Powering the military
In the early years of the company, Carlyle, working in tandem with its parent Carrier, concentrated heavily on developing new types of units for department stores, theaters, and other large venues, which was a factor in the rise of central air conditioning in the 1950’s. The company also moved into other uses, including defense work, the American space program, and pharmaceuticals.
In 1957, a Carlyle “high-shock” hermetic compressor was designed for the U.S. Army to provide portable essential cooling and refrigeration under the most severe battle conditions. In addition, the nation’s Minuteman Intercontinental Ballistic Missile Program was dependent on Carlyle compressors to maintain critical temperatures in the missile silos.
Over the years, Carlyle developed several areas of expertise in compressors.

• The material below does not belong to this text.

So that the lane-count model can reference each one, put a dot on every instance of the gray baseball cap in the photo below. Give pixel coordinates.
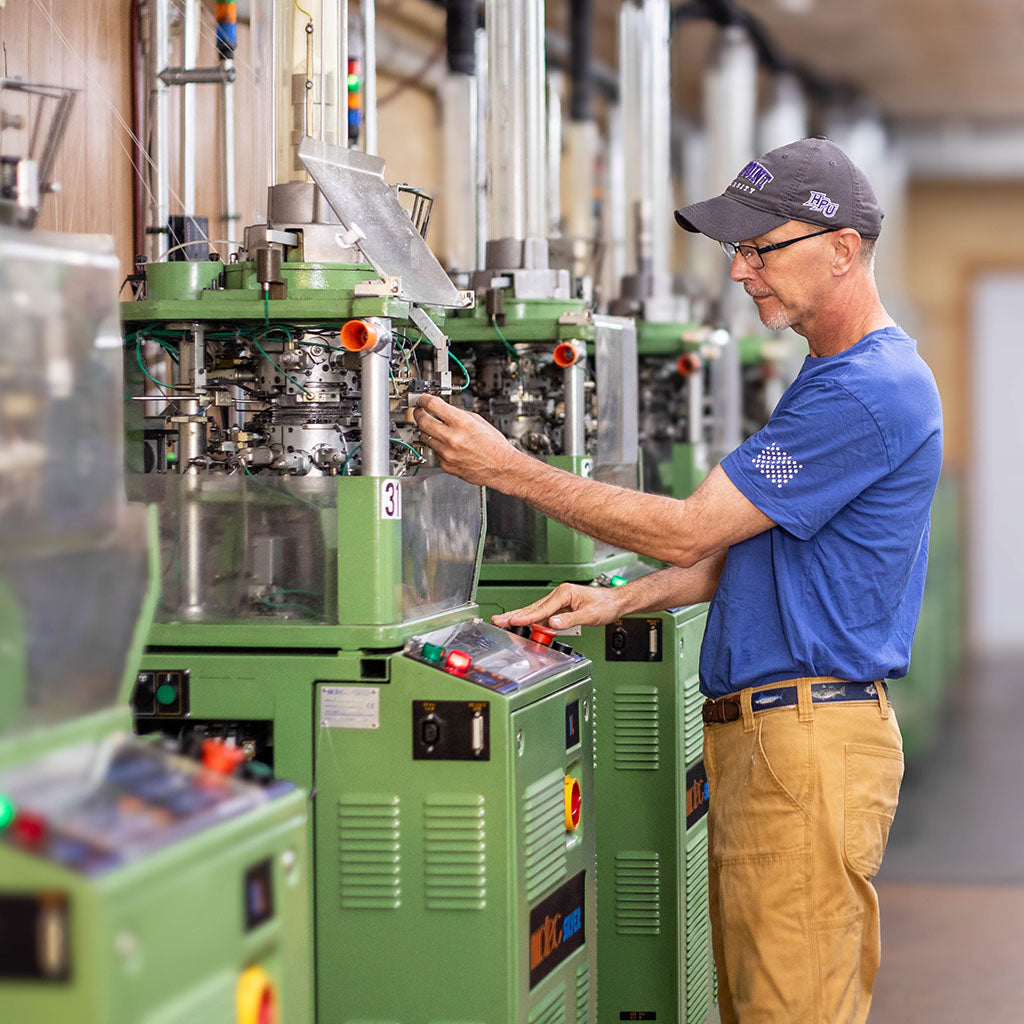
(812, 180)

The rotary compressor is mainly used for residential air conditioning with a range from .5 to 2.5 tons. The scroll compressor is mainly used in residential and commercial air conditioning and in transport refrigeration applications with ranging from three to10 tons. Reciprocating compressors, used in commercial air conditioning and commercial and transport refrigeration range from six to 120 tons. The screw compressor is mainly used in commercial air conditioning and refrigeration applications with a range from 15 to 500 tons. Carlyle’s overall production capacity for these compressors is approximately two million per year.
Since 1988, rotary compressors have been manufactured by Carrier Ltd. Korea, a joint venture. It is one sign of Carlyle’s commitment to both manufacture and market compressors around the globe.
Looking to the East
Tollar said that, in line with growing business trends, some types of business have migrated to Asia by necessity. One large and growing customer group is refrigerated large containers that are safe transport for temperature sensitive goods from the Pacific Rim to North America.

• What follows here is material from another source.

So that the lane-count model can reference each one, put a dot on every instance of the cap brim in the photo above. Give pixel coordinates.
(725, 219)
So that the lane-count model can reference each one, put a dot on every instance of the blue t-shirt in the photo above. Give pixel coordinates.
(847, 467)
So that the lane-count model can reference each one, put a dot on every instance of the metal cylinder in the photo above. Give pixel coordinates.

“Some export container units are built in Asia, so the rationale is to move all of our production closer to our customers,” he explained. In 2002, Carlyle announced opening of Yileng Carrier in Shanghai, China for the manufacture of reciprocating and screw compressors. While growing globally to meet customer needs, Carlyle does still maintain several large production facilities here in the U.S. Since 2001, the company has shifted an increasing amount of its domestic manufacturing to a plant in Stone Mountain, Georgia, where the Paragon twin-screw compressor is now manufactured, along with compressors both for the remanufactured and for the Original Equipment Manufacturer (OEM) segment.
Additionally, the firm has a partnership between Carrier and Bristol Compressors to produce scroll compressors at a venture called Scroll Technologies in Arkadelphia, Arkansas and a joint venture between Carlyle Compressor Company and Howden Compressors Ltd. in Glasgow, Scotland. But then, Carlyle virtually invented the world of compressors in the early 20th Century, so it’s not surprising that the firm would cover the globe in the 21st Century.